People were surprised when I didn’t break into tears of joy or start spouting historic quotes from black figures (it would have been Ezekiel 25:17). This was because I don’t speak on behalf of all black people (just my local chapter) and although obviously the best person got the job, I was wary of what he’d achieve – or be allowed to achieve – in the system. No matter how hard you work, how many glass ceilings you break or statistics you defy, you still have to work in a rigged system. Sometimes you aren’t part of the group a system is rigged against so you don’t acknowledge it, and in some cases, actively criticise those who speak up about it.

I was once again asked this week my opinion on a ‘major’ news story by a lot of friends: #OscarsSoWhite. To me, this wasn’t news, as it’s been an ongoing thing that I’ve just gotten used to. What’s been interesting is the backlash for it being pointed out: “It should be about talent, though”. Yeah! You’re right – but the best actor/actress awards have been won almost as many times by Merseysiders as black people (three to five), therefore Scousers must be slightly less talented than black people, right?

Everything is subjective and hindsight is a wonderful thing, but the 1989 Spike Lee film, ‘Do The Right Thing’ (deemed to be “culturally significant” by the US Library of Congress and selected for preservation in the National Film Registry), was beaten to four Oscars by ‘Driving Miss Daisy’, which probably resonated with the academy panel who – being primarily old, rich and white – seem continuously drawn to those good old days of black people playing the help and being the ‘magical negro’ that Morgan Freeman usually plays (except in ‘Hard Rain’). “But all films, actors and actresses matter,” is something else I’ve read and heard recently. Again, you’re right, and to quote Martin Luther King (he of the film ‘Selma’, which was probably under-represented at the Oscars): “Whatever affects one directly, affects all indirectly… ” There’s a problem with representation of minorities, there’s a problem with gender pay gaps and there’s a problem with access for those from working class backgrounds. Here’s the rub: they are not all exclusive, they don’t have to vie against one another for attention and you don’t have to solve one before you can sort the next.

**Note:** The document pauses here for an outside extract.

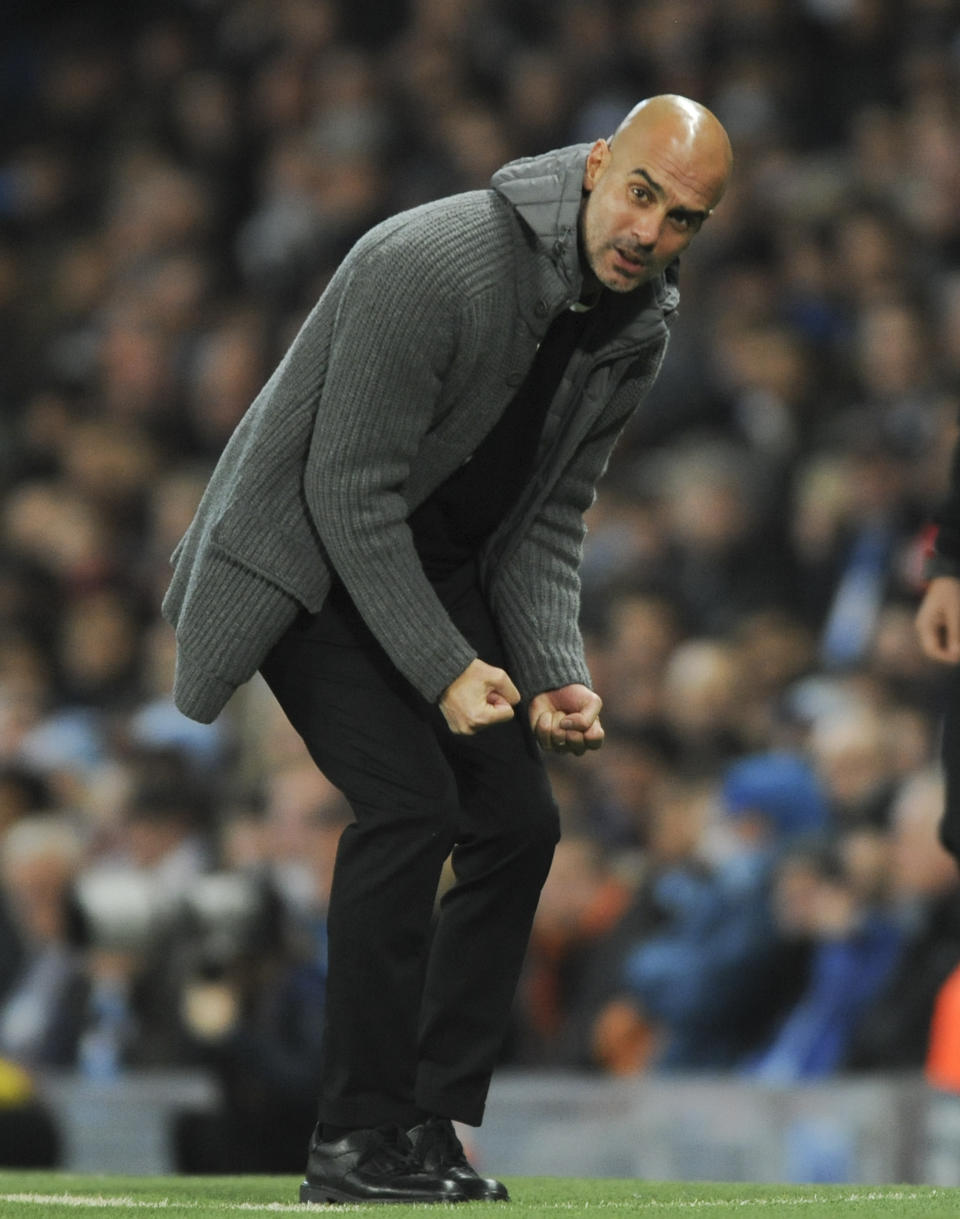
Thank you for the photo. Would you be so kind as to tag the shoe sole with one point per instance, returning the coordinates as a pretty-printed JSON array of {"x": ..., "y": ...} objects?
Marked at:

As of 2014, the academy was 94% white, 77% male and the average age was 64… I think it is also safe to say none of them have a second job as a labourer. Of the 51 board of governor members, 17 are women and all but two are white. Of these it took a black female president, Cheryl Boone Isaacs (covering two bases), and 89 years to start to resolve some of these issues. Maybe we should have waited – like Michael Caine said: “Be patient… it took me years to get an Oscar.” I mean, look at how far we’ve progressed since the 1977 awards, when a black comedian hosted the Oscars, commented on the lack of black nominees and there were two black panel members. Sound familiar? True, Sylvester Stallone was in the audience in 1977, up for best actor, but at least this year he’s only up for best supporting actor.

Look, this isn’t a ‘kill whitey’ thing, a ‘man hate’ thing or a ‘jealous of the rich’ thing. It’s a parity of opportunity thing and benefits everyone if it means new and interesting stories are told rather than Michael Bay annually rehashing ‘Transformers’. The door is being closed for a lot of people and the people holding the door are telling us it’s our own fault or to blame other under-represented groups, as many a person in power says: “But what can I do? It’s not like I have any power to change things!”

Maybe they want change to come through a little more Hollywood Magic (Negro).